Treize suspects arrêtés pour le lynchage à mort de l’Ampanjaka Tata Philibert sont gardés dans deux endroits sûrs. Le risque de vindicte populaire est très élevé.
L’affaire se corse. La traduction devant la justice des personnes incriminées dans le meurtre de l’Ampanjaka (NDLR: Notable issu d’une lignée princière d’une tribu, élevé roi selon les valeurs ancestrales), Philibert Tata devient un casse-tête judiciaire. Aux dernières
nouvelles, l’Organe Mixte de Conception (OMC) à Farafangana va tenir une réunion, pour lui permettre de tirer son épingle du jeu et décider du parquet qui va instruire l’affaire. Une décision embourbée dans les fils enchevêtrés d’une procédure judiciaire compromise par une menace d’acte de vindicte populaire dans laquelle sont exposés les treize suspects arrêtés, dont le maire de Vohilembo. Le fait qu’un élu ainsi qu’une personnalité politique comme l’ancien ministre de la Fonction publique et des Lois sociales, Tabera Randriamanantsoa, frère du défunt, n’est pas, de surcroît, sans effet. Même si les faits remontent au 7 mai, les suspects ne sont pas encore traduits devant la justice, dix-sept jours plus tard.
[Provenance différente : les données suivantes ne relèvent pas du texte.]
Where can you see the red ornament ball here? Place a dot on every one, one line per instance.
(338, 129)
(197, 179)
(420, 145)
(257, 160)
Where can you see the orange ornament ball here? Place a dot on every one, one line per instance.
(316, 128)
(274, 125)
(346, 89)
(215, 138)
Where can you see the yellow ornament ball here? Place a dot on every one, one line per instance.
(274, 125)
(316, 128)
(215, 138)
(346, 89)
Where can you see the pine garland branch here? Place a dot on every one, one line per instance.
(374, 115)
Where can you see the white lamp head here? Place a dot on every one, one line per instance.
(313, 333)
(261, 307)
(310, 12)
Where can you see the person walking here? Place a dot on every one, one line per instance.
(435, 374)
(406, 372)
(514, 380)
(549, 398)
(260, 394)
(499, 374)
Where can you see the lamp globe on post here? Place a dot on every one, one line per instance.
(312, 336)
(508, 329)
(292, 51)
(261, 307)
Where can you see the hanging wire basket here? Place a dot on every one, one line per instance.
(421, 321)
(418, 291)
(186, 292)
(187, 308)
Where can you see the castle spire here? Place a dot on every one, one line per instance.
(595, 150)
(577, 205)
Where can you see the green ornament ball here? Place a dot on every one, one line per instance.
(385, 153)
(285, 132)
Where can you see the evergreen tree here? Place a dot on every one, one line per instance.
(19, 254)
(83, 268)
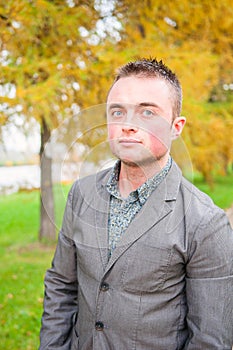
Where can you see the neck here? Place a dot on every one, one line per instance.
(133, 176)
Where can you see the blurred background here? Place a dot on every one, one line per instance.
(58, 60)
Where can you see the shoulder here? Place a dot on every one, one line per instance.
(88, 186)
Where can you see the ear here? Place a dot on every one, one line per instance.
(177, 126)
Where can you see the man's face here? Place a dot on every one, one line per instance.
(139, 114)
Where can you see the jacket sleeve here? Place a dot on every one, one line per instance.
(209, 284)
(61, 288)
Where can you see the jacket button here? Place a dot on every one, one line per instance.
(104, 287)
(99, 326)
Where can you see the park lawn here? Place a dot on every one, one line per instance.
(24, 261)
(23, 265)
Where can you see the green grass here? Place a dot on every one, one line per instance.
(24, 261)
(23, 264)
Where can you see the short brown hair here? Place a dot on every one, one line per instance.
(150, 67)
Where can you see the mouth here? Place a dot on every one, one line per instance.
(129, 140)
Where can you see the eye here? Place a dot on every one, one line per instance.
(117, 113)
(147, 113)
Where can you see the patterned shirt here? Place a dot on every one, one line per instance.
(123, 210)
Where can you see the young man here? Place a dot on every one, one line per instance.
(144, 259)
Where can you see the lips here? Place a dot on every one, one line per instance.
(129, 140)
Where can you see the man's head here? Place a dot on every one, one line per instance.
(143, 112)
(151, 68)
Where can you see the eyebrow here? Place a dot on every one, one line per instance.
(147, 104)
(142, 104)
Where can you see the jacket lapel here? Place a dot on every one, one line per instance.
(156, 208)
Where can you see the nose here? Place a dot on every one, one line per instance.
(129, 128)
(129, 124)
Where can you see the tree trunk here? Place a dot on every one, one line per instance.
(47, 222)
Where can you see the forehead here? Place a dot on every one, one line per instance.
(135, 90)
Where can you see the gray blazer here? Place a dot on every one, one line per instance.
(167, 286)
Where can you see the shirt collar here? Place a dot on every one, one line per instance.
(142, 192)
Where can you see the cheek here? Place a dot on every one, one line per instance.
(159, 139)
(112, 131)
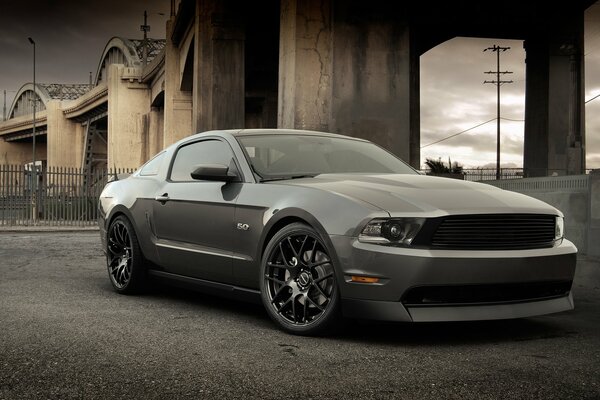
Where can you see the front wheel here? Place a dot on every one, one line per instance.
(124, 257)
(298, 284)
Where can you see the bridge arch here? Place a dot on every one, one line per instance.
(117, 51)
(23, 101)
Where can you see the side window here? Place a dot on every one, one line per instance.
(152, 166)
(193, 154)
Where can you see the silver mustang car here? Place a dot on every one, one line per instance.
(321, 226)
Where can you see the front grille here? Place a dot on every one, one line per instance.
(485, 294)
(495, 232)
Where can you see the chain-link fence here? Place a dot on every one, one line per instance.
(59, 196)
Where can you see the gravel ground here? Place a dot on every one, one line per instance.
(64, 334)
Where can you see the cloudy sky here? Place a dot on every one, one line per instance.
(454, 98)
(70, 36)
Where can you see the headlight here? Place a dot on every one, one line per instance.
(392, 231)
(559, 228)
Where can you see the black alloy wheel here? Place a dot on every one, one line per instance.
(124, 257)
(298, 285)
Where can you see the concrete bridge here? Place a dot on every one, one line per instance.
(343, 66)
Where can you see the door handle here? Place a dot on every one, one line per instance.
(162, 198)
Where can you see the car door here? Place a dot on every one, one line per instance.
(194, 218)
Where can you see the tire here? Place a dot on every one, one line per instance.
(298, 282)
(124, 259)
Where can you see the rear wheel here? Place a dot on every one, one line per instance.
(124, 258)
(298, 284)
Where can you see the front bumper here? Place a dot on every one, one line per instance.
(401, 269)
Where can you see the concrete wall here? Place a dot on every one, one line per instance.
(577, 196)
(178, 100)
(128, 119)
(350, 69)
(12, 153)
(64, 144)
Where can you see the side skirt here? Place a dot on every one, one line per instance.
(209, 287)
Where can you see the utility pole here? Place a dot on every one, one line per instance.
(498, 83)
(34, 168)
(145, 28)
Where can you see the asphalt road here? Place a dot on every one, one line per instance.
(64, 334)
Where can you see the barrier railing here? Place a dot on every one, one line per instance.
(60, 197)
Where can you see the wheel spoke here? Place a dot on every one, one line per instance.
(323, 278)
(318, 264)
(313, 252)
(294, 308)
(270, 264)
(315, 304)
(320, 290)
(279, 281)
(289, 240)
(280, 310)
(305, 308)
(285, 262)
(279, 291)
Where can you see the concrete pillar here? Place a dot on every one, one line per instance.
(12, 153)
(178, 102)
(128, 105)
(554, 102)
(155, 134)
(63, 142)
(305, 65)
(374, 92)
(218, 89)
(593, 229)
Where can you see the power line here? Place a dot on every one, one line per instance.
(459, 133)
(593, 98)
(498, 82)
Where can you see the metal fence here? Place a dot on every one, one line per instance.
(489, 174)
(62, 196)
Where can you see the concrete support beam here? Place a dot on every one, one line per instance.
(128, 105)
(305, 63)
(155, 132)
(12, 153)
(376, 80)
(374, 93)
(218, 88)
(63, 143)
(178, 102)
(554, 102)
(594, 216)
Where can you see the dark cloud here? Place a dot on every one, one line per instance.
(453, 98)
(69, 36)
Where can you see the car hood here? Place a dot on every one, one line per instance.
(403, 194)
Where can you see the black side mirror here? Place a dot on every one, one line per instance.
(213, 172)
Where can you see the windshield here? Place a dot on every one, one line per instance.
(275, 156)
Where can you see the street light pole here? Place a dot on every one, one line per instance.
(33, 168)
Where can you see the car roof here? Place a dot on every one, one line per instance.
(292, 132)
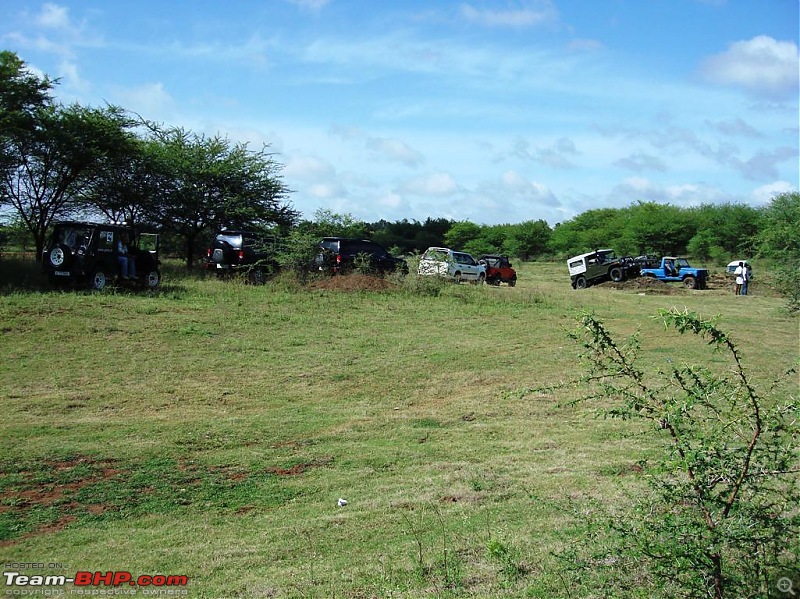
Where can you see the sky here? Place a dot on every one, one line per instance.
(491, 111)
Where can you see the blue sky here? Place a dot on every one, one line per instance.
(489, 111)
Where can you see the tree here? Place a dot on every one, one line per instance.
(461, 233)
(780, 235)
(528, 239)
(127, 186)
(720, 518)
(53, 164)
(724, 231)
(22, 95)
(328, 223)
(780, 240)
(204, 183)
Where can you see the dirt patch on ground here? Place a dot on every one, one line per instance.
(302, 467)
(26, 496)
(644, 285)
(353, 282)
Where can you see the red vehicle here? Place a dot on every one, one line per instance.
(498, 270)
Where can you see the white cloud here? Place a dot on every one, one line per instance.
(528, 15)
(765, 193)
(639, 162)
(436, 184)
(314, 5)
(762, 66)
(735, 127)
(395, 150)
(309, 168)
(150, 100)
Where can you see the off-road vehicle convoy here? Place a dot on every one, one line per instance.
(86, 253)
(598, 266)
(451, 265)
(250, 253)
(339, 255)
(498, 270)
(675, 269)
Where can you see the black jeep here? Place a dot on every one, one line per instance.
(86, 253)
(251, 253)
(340, 255)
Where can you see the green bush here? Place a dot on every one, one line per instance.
(719, 517)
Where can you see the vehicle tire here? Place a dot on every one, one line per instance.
(99, 280)
(59, 256)
(257, 276)
(153, 279)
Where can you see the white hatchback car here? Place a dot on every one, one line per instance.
(456, 266)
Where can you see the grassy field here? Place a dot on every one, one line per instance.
(209, 429)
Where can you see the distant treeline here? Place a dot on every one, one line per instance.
(59, 162)
(717, 233)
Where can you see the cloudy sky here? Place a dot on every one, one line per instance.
(485, 110)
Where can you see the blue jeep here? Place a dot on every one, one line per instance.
(678, 270)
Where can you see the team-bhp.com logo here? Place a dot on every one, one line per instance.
(95, 579)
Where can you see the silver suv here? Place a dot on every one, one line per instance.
(452, 265)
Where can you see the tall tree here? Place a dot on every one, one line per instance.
(22, 95)
(208, 182)
(52, 165)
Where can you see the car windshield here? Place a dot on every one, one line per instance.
(437, 255)
(73, 237)
(608, 256)
(232, 239)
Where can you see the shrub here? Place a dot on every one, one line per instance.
(720, 517)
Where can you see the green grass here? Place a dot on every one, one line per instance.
(209, 428)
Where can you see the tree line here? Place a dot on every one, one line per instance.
(70, 161)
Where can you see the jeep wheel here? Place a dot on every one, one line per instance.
(59, 255)
(257, 276)
(98, 280)
(153, 279)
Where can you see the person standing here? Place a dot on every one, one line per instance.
(741, 279)
(127, 263)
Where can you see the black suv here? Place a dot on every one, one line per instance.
(247, 252)
(87, 253)
(343, 254)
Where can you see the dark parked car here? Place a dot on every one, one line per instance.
(343, 254)
(250, 253)
(498, 270)
(88, 254)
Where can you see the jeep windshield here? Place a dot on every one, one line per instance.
(72, 236)
(607, 256)
(437, 255)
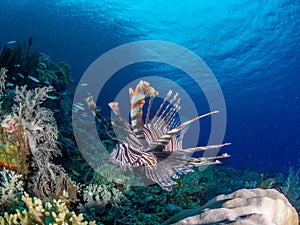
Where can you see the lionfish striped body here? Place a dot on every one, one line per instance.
(154, 146)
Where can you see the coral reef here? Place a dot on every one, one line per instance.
(291, 187)
(96, 197)
(37, 212)
(245, 206)
(11, 189)
(36, 130)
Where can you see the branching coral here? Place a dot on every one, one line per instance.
(55, 212)
(2, 79)
(98, 196)
(42, 133)
(11, 188)
(291, 187)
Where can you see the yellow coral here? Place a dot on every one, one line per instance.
(42, 213)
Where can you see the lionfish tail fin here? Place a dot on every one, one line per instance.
(199, 149)
(163, 141)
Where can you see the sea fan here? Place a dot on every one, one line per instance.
(153, 148)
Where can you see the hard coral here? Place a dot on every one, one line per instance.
(55, 212)
(42, 133)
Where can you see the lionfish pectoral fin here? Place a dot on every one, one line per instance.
(163, 141)
(199, 149)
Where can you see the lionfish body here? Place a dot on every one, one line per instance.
(154, 146)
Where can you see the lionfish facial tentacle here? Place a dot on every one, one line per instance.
(148, 145)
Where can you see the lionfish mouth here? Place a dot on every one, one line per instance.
(153, 147)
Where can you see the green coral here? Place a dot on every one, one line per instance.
(14, 149)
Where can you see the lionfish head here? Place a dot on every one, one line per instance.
(153, 146)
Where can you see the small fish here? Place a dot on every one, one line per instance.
(75, 172)
(34, 79)
(11, 42)
(79, 103)
(150, 141)
(84, 114)
(53, 97)
(79, 107)
(8, 84)
(21, 75)
(75, 110)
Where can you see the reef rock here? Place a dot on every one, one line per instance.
(245, 206)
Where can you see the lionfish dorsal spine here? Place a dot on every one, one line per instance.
(115, 108)
(156, 116)
(137, 101)
(152, 97)
(162, 120)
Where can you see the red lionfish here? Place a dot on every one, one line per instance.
(148, 143)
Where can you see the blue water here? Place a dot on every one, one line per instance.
(252, 47)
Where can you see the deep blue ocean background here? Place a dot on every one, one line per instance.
(252, 47)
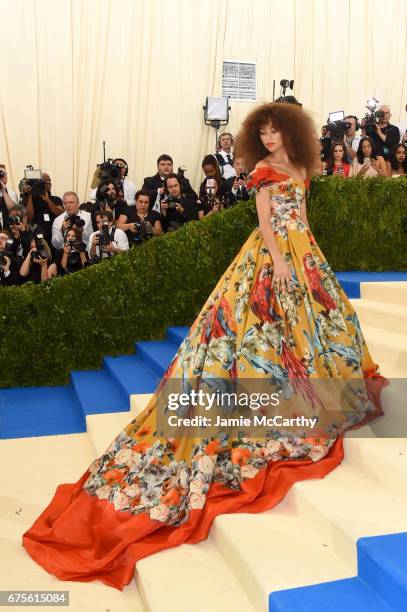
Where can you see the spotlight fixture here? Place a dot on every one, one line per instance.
(286, 84)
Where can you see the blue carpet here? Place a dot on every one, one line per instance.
(350, 280)
(46, 411)
(39, 411)
(380, 586)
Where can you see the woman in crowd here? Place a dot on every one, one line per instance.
(397, 164)
(338, 163)
(367, 163)
(278, 316)
(37, 266)
(238, 183)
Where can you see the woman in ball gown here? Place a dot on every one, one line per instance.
(278, 317)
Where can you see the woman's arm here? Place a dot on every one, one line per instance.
(282, 272)
(303, 213)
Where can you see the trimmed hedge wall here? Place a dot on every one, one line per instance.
(71, 322)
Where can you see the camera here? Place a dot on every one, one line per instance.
(210, 190)
(336, 129)
(40, 249)
(76, 246)
(75, 220)
(109, 172)
(32, 182)
(14, 220)
(8, 252)
(372, 118)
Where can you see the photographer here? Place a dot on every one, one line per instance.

Dans un souci de l’ordre public mais aussi pour leur sécurité, selon les forces de gendarmerie, les huit premiers suspects arrêtés, dont le maire de Vohilembo, ont été transférés à Fianarantsoa, pour être placés en garde à vue, à la section des recherches criminelle. Entre-temps, la poursuite des investigations à Farafangana a abouti à l’arrestation de cinq autres personnes. Le Parquet de Farafangana est compétent, parce que le crime a été perpétré dans sa juridiction et que les présumés auteurs et les victimes s’y trouvent. Le risque de débordement pendant la traduction au parquet des suspects est, très élevé, du fait que c’est un chef traditionnel qui a été tué et que l’homicide s’interpose entre deux collectivités. L’instruction de l’affaire par le parquet de Fianarantsoa n’est pas à exclure, mais jusqu’à hier, celui de Farafagana ne
s’est pas encore dessaisi de l’affaire.
Meneurs
Le meurtre a été commis lorsque l’Ampanjaka Tata Philibert a été arraché à la gendarmerie, et lynché à mort par une foule punitive. Alors qu’il a été tué dans des circonstances tragiques, son fils a échappé à une mort certaine, en s’enfuyant pendant que des villageois déchaînés se sont rués dangereusement vers le poste avancé de la gendarmerie d’Evato. Un acte de banditisme ayant pris pour cible le maire de Vohilembo, commune adjacente distante de 15 kilomètres de celle d’Evato, a ouvert la boîte de Pandore. Dans la nuit du lundi 1er au 2 mai, des malfaiteurs se sont introduits chez l’élu, pour s’emparer des objets de valeur à portée de main.
Celui-ci n’était pas sur place au moment des faits. À son retour à Vohilembo la thèse d’une tentative d’élimination physique contre sa personne a été évoquée, en plus d’un prétendu vol de fusil et d’une somme s’élevant à dix millions d’ariary. Le maire s’en est remis aux gendarmes en poste à Evato et des incriminations ont été portées sur l’ampanjaka et son fils.
Interpellé, le jeune homme a été gardé par la gendarmerie à Evato, qui a, dans la
foulée, convoqué le père de celui-ci, l’Ampanjaka Philibert Tata. Mis au parfum de leurs interrogatoires, des habitants de la commune de Vohilembo, se sont mobilisés sous
l’influence de quelques meneurs. Demandant à voir les deux suspects, ils se sont rués par centaines sur le poste de gendarmerie à Evato et leurs rangs se sont gonflés en chemin. Tombés dans leurs griffes, l’Ampanjaka a été exécuté avec atrocité.